И она театрально расширила большие зеленые глаза.
В следующие десять-пятнадцать минут интервью шло примерно так, как обычно и шли все интервью с Табитой Уоррен. Она растабаривала (если Вы простите мне такой каламбур) о том, как почувствовала однажды, что может и вправду проникать в разум животных; что, по ее мнению, эта способность в какой-то мере присуща любому из нас, а иначе ее книги не привлекли бы стольких читателей. Пока она говорила, в комнату входили и выходили из нее самые разные, тихие, на вид забалованные домашние животные — персидский кот, кот сиамский, огромная овчарка и, да, разумеется, тот самый терьер. Они присаживались у ног Табиты, некоторое время позволяли гладить себя, а после снова лениво убредали куда-то. Когти их пощелкивали по пространным, полированного красного дерева полам. За доходящими до этих полов двустворчатыми окнами я видел стоявший у дома лимузин, в котором сидел с газетой, ожидая, когда я закончу, водитель. Видел я и агентессу Табиты, исследовавшую в обществе своего мобильного телефона безукоризненно ухоженный парк.
Я сообщил Табите, что ходят слухи, будто она написала новую книгу. Лицо ее на миг осветилось, но тут в кабинете раздался глухой удар, и оно мгновенно погасло.
— Нет, — сказала Табита. — «Кошачья лапа» была последней. Тринадцать романов это очень много. Я спросила себя: и вправду ли миру нужна еще одна моя книга?
— Многие думают именно так.
— Возможности любого человека ограничены, вам не кажется?
— В узких пределах — да.
В глазах Табиты мелькнула боль, но боль, вызванная, как мне показалось, отнюдь не моими словами. Она немного поерзала в кресле, подтянула колени к подбородку — поза, до странного детская для семидесятилетней женщины.
Из кабинета вдруг понеслась телефонная трель. Джек Уоррен снял трубку и после звучного «Да?» понизил голос до негромкого рокота. Впрочем, рокот был странноватый: не участливый, не любовный. Обеспокоенный — так произносит слова человек, которого неожиданно призвали к ответу за непростительный грех. И я, и Табита, мы оба отметили эту странность и истолковали ее одинаково, и оба знали, что это так.
Она мгновенно пригнулась в кресле, утопив подбородок между коленей.
— Кто-то из детей, пари готова держать, — сказала она. — И почему он не предоставит общение с ними автоответчику?
Я не знал, как мне отнестись к этим словам. Будь я борзописцем из желтой газетки, я бы, скорее всего, ухватился за подвернувшийся шанс и начал расспрашивать ее о семейных проблемах, о дочерях, обвиняющих Джека в том, что он держит Табиту узницей в ее собственном доме, что за долгие годы у него накопился целый гарем любовниц, что она лишена права голоса в ведении своих коммерческих дел. Мне же удалось придумать только один вопрос:
— Вам никогда не хотелось написать что-то совсем другое?

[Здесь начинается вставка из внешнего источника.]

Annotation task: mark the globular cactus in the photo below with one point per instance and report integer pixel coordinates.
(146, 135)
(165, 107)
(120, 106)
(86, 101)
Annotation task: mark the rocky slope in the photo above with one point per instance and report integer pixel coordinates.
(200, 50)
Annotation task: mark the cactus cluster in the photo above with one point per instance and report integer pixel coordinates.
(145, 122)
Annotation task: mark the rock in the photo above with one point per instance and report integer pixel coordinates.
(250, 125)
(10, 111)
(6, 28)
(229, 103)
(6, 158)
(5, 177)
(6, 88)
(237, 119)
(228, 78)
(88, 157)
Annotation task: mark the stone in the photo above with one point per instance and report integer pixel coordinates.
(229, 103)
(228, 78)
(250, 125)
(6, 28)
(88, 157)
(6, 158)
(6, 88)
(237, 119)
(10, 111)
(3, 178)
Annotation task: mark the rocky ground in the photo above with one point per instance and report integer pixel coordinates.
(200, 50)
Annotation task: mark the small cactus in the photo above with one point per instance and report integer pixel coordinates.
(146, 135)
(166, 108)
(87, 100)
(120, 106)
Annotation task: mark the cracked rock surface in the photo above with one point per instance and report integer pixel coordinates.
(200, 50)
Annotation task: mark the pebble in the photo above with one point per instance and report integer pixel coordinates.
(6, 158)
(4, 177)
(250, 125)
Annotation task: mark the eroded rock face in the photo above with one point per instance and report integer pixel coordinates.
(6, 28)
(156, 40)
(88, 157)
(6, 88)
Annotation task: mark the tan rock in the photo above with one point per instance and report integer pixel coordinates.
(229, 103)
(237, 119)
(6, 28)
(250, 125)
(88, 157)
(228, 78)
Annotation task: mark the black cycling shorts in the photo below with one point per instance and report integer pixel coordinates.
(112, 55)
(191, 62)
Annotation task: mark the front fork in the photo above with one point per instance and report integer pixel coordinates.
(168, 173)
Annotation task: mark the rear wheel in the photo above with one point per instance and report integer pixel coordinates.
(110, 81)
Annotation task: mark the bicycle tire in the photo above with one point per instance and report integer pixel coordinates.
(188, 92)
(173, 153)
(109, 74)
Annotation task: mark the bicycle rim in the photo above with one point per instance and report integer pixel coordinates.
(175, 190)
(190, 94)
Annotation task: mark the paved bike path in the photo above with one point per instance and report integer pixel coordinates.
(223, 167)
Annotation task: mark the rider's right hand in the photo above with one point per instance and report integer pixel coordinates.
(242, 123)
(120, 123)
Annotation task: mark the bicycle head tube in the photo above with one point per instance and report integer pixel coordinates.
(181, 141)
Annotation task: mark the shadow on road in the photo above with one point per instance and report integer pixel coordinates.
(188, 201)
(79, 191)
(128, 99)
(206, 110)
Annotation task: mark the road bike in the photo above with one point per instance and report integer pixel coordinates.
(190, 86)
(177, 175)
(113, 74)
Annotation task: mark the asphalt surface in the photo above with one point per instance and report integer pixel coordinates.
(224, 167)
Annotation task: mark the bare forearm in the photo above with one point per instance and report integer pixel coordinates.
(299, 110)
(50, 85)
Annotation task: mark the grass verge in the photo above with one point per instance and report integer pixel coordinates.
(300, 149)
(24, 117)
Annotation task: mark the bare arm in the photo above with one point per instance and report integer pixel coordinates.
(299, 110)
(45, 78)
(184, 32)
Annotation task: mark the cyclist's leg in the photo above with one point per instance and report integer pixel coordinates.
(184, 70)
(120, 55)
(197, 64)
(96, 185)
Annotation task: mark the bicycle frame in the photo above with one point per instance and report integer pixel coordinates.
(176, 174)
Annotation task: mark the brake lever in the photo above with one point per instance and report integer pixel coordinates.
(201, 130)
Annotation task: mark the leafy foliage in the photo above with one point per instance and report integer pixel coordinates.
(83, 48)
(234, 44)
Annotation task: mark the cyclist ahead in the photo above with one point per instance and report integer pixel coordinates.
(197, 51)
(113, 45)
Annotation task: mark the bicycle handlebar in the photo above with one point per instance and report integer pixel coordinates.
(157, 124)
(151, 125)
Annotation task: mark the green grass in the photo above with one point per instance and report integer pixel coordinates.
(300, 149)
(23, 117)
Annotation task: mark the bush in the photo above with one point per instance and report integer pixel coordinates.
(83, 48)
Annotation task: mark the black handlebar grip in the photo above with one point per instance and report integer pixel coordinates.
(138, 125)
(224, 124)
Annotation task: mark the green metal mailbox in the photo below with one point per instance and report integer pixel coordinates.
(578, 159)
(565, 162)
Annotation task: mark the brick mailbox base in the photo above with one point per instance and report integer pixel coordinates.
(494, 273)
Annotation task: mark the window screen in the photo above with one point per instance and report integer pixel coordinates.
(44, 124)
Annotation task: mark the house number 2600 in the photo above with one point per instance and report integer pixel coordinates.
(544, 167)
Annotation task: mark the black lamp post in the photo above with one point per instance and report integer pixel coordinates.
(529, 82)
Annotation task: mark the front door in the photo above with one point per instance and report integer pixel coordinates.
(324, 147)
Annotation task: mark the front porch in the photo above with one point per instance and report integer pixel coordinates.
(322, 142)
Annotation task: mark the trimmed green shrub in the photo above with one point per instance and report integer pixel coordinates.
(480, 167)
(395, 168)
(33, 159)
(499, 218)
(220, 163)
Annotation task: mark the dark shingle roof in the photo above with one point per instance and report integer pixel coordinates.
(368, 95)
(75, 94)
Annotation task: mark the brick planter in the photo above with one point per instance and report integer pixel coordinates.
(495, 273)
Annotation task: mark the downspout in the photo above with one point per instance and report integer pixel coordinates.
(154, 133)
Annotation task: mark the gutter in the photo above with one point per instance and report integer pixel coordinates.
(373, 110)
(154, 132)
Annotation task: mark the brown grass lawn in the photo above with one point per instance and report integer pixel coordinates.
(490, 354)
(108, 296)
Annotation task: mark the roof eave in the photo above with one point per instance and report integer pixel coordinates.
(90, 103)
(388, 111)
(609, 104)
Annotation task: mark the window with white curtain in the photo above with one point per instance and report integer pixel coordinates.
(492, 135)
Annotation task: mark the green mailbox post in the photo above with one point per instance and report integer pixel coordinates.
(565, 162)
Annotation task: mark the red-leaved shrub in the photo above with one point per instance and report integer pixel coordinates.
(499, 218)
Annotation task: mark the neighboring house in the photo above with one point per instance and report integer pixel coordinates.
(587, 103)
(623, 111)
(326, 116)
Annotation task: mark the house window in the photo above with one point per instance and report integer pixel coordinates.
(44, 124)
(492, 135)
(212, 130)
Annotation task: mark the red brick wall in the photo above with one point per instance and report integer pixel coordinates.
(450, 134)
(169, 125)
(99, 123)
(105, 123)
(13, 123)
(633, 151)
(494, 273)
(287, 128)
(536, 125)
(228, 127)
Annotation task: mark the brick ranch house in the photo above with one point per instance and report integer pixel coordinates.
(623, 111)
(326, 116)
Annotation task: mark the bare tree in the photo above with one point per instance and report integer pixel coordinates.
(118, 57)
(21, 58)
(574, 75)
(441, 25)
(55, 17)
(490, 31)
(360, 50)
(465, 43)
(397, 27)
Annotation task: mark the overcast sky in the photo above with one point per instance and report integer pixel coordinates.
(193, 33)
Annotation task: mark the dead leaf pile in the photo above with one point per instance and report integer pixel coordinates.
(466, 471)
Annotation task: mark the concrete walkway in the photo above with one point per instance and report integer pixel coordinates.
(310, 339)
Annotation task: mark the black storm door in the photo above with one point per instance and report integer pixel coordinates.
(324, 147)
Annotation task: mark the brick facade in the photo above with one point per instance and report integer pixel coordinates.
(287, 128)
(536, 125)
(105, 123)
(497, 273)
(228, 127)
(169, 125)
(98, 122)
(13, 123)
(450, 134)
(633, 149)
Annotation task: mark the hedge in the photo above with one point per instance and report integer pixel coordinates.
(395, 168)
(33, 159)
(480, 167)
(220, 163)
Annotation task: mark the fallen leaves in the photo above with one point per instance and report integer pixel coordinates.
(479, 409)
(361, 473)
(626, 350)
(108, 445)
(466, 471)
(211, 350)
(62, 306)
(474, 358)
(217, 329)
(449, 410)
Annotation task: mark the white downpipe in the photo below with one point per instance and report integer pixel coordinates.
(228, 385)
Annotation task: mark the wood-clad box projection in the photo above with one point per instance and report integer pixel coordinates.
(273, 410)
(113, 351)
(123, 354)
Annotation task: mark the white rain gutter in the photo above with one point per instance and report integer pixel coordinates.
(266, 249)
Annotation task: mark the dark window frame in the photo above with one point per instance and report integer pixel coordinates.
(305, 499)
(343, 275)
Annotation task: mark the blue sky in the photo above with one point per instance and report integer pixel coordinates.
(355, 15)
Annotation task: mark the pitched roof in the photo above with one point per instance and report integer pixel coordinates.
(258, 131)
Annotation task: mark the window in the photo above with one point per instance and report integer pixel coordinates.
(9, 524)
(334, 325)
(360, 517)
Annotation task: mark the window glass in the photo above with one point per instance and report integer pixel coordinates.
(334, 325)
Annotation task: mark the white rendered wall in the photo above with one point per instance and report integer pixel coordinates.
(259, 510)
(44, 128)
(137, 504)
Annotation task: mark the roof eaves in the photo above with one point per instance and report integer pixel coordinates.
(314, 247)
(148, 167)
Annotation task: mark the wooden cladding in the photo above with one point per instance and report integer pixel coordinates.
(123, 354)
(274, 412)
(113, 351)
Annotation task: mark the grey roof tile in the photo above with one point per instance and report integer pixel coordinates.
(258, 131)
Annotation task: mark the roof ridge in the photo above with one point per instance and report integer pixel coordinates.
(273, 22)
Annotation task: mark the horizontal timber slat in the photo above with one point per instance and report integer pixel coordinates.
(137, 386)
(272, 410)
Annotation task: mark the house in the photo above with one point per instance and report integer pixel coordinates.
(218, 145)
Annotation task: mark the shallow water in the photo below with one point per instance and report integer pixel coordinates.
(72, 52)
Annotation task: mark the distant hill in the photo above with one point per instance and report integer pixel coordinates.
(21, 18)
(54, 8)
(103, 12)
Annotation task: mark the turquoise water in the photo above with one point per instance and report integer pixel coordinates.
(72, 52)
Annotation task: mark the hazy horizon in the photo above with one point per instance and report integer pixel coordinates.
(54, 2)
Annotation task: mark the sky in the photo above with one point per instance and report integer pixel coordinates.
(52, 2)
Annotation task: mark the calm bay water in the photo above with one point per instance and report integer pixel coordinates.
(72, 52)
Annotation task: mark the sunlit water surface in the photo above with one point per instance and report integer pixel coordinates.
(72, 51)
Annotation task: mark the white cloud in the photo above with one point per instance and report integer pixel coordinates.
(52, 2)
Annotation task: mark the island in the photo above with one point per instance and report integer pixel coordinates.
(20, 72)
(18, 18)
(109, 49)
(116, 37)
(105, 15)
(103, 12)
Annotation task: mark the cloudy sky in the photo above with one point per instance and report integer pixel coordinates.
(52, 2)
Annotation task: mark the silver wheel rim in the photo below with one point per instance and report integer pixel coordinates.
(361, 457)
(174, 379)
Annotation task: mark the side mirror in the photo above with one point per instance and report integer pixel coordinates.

Она соскользнула с кресла на пол и теперь сидела прямо перед мной на корточках. Овчарка бочком подобралась к ней и прилегла рядом.
— О, хотелось, хотелось, — сказала Табита.
Зрелище было страшноватое, у меня и сейчас при воспоминании о нем холодок бежит по спине: старая, очень старая женщина с обтянутыми шерстяной черной тканью тонкими ножками, покачивается, сидя на корточках и не на миг не сводя с меня глаз.
— Однако вы оставили эти попытки, боясь разочаровать ваших почитателей? — поинтересовался я.
Вопрос отскочил от Табиты, точно брошенный мной моток шерсти. С таким же успехом я мог бы спросить ее о температуре на Марсе или о счете, с которым закончился последний из сыгранных на Сицилии футбольных матчей.
— Вы не поняли, — прошептала она; большие глаза ее оживились, в них появилось плутоватое выражение. — Я уже написала это. Чушь, которую я несу в интервью, все эти «Мне нечего больше сказать» — просто вранье. Понимаете, мне приходится врать.
— И кто же принуждает вас к этому?
Она кивнула в сторону кабинета. Черная челка упала ей на глаза.
— Но почему? — с искренним сочувствием спросил я. — Или ваша новая книга о нем?
Табита с силой потрясла головой, совсем как ребенок. Короткие черные волосы ее взмывали и опадали.
— Но почему же тогда он противится ее изданию?